Jim vai esconder da família essa notícia para não estragar o último dia de férias. Mas ele provavelmente nem poderá pagar a conta no final, seu filho tem problemas com ele e sua esposa não o vê mais como o companheiro para passar alegremente os dias. Aos poucos, a narrativa vai misturando as preocupações adultas (desejos proibidos por ninfetas, a sexualidade, a doença, o envelhecimento e morte entrelaçados) com referências a lendas urbanas sobre a Disney World (decapitações em montanhas-russas, sticks de peru que seriam na verdade feitos de carne de emu, empregadas do parque que seriam, na prática, prostitutas para estrangeiros ricos, salas secretas no subsolo do parque, robôs etc.) e problemas reais que surgem nesses parques (vômitos, filhos extraviados etc.).

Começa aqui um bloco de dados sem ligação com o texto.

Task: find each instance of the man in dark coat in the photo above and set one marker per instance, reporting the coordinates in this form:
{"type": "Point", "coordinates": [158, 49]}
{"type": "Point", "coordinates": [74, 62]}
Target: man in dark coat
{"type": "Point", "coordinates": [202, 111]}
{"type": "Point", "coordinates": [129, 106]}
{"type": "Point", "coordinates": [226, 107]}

O que é instigante nessa estreia do diretor Randy Moore é a sua sensibilidade gnóstica pela narrativa em abismo: vemos o protagonista criar um pesadelo paranoico dentro do mundo de sonhos criado pelo imaginário do parque. Sequências ousadas, a estranha fotografia em preto e branco (que às vezes produz bizarras profundidades de campo), cortes rápidos, efeitos de animatronics, alusões às releituras dos contos de fadas de Walt Disney tudo em meio a misteriosas luzes piscando... pesadelo dentro de sonhos. Impossível dizer que o personagem mistura ficção e realidade, pois ele já está no imaginário corporativo da Disney que já fez essa fusão há muito tempo.
Origens míticas de “Escape From Tomorrow”
“Escape From Tomorrow” vai se inspirar em três fontes míticas: primeiro, a origem sombria dos parques de diversões nos chamados freak shows dos séculos XVIII-XIX; segundo, as origens psiquicamente cruéis e sexualmente ambíguas dos antigos contos de fadas; e terceiro, o mundo da fantasia e da imaginação como fuga da realidade."